Removed the name, but that was her DD2
I agree I am upset with the mom who sits by and says nothing about it and when she hears of it poos poos it like it were nothing to be worried of. This women was sexually abused as a child and her oldest DD was as well by a family member already. It is scary situation to me knowing the backround.

I'm a little confused with all the DD's here, so excuse me if I get it wrong but-

First off, it seems your decision is made up, and obviously you wont be bringing your boys over there again. however, as her friend, and witness to the behavior, I don't think it would be a bad idea to sit down with her, tel her what you saw and what you were told happened- it sounds like the DD and neighbor boy were doing more than just kissing games, and they tried to take off your son's pants, tried to pressure him into sexual activity, and told him it would make him grown up. Given the history of sexual abuse in the family, could you gently suggest that maybe the daughters could benefit from counseling to help them figure out these issues?

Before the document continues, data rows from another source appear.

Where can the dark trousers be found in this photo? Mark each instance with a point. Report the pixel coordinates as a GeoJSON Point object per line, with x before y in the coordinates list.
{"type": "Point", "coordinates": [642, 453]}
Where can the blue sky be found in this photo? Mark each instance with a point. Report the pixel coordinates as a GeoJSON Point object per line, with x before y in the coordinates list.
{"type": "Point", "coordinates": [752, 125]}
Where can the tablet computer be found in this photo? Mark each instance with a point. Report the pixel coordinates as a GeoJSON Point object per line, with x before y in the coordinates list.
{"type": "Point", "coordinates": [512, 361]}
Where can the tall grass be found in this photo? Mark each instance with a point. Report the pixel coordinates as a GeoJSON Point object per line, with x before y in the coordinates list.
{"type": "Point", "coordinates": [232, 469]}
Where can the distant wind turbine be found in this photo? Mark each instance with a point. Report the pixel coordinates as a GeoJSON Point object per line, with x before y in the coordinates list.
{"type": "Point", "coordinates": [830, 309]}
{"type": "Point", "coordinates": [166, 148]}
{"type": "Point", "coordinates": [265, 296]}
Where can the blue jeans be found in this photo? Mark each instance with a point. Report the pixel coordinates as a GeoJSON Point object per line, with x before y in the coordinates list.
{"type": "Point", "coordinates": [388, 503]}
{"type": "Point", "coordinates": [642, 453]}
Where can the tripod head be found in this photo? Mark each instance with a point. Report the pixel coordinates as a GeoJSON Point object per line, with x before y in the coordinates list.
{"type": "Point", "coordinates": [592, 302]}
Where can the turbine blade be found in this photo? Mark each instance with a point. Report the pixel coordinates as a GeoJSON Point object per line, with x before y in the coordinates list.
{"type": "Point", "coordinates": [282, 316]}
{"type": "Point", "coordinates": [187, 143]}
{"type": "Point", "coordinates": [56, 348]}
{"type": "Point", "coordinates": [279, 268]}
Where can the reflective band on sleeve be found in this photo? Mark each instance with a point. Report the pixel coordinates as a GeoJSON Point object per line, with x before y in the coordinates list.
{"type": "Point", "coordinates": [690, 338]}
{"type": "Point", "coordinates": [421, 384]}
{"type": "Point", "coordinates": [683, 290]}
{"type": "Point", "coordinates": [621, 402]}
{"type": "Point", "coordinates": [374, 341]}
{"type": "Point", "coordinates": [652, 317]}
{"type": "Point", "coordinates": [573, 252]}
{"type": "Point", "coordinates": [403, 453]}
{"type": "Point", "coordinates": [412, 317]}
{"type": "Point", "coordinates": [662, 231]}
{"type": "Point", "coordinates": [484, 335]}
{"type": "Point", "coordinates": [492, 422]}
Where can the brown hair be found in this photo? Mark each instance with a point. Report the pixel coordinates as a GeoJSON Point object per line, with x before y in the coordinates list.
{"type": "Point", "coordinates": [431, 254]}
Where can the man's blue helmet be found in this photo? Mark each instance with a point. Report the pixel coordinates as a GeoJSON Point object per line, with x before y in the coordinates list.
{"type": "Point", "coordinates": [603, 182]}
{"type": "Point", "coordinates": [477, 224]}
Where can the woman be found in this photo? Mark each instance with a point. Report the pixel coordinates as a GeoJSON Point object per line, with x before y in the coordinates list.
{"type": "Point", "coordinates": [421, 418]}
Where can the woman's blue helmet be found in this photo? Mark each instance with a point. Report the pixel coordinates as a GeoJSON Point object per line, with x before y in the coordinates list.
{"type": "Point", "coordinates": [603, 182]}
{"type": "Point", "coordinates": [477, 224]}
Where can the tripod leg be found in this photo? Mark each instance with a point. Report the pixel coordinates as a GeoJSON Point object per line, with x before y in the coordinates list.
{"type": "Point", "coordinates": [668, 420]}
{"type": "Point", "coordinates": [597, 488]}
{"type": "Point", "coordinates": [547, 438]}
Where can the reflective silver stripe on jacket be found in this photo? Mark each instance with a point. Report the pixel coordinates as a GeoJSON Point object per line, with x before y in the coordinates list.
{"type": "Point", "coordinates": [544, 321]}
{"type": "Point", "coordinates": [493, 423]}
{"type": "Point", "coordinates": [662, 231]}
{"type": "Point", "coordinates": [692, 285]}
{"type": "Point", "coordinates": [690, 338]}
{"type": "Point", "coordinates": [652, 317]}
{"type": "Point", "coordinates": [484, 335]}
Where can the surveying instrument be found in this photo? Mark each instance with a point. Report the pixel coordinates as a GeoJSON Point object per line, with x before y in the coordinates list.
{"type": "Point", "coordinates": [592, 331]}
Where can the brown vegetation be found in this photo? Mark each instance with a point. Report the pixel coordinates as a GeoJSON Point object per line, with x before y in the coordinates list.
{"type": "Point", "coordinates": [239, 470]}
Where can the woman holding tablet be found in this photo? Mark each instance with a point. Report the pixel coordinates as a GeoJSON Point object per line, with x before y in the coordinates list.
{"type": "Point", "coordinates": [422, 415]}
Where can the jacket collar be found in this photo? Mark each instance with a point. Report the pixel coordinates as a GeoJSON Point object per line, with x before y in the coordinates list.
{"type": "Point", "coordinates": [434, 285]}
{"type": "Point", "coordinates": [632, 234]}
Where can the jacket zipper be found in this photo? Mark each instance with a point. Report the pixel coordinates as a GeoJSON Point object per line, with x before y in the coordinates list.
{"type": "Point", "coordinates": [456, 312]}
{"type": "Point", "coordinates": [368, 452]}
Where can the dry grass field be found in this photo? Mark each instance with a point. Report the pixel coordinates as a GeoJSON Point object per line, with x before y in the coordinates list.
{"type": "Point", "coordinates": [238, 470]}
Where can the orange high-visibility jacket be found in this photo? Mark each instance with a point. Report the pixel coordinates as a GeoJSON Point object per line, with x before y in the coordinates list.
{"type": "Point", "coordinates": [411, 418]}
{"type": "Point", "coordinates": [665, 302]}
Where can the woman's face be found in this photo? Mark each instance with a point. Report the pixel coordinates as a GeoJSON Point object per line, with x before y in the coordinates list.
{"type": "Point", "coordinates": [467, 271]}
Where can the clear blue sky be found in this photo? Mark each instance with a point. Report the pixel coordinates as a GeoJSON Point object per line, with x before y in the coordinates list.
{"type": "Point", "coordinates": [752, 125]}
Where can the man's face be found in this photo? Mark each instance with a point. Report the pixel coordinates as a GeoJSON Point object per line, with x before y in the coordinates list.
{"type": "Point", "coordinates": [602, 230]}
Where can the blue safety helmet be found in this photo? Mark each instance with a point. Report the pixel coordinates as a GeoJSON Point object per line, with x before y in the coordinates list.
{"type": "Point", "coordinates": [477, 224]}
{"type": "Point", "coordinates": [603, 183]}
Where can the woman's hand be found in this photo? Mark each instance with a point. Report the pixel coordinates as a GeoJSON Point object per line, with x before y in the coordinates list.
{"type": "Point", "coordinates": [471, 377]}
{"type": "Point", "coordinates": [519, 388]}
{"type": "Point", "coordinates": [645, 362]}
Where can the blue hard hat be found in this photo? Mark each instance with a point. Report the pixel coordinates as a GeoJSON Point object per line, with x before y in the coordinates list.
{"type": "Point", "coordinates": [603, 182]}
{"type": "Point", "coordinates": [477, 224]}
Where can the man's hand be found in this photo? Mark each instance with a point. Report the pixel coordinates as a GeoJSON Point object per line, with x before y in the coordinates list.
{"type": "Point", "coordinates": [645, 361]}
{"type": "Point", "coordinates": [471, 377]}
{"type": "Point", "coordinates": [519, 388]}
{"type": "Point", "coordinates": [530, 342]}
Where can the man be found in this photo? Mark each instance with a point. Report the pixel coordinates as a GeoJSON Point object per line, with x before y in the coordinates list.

Even if they had counseling already, sometimes kids need to do some more when they enter a new stage of development. I don't know the mother, so I'm not sure if thats they type of conversation she would react well to or not. It is possible that its normal sexual exploration, but your description makes it seem more than that. And even if nothings going on sexually, it sounds like the kids could use some counseling anyway.


----------



## Sweetiemommy (Jul 19, 2005)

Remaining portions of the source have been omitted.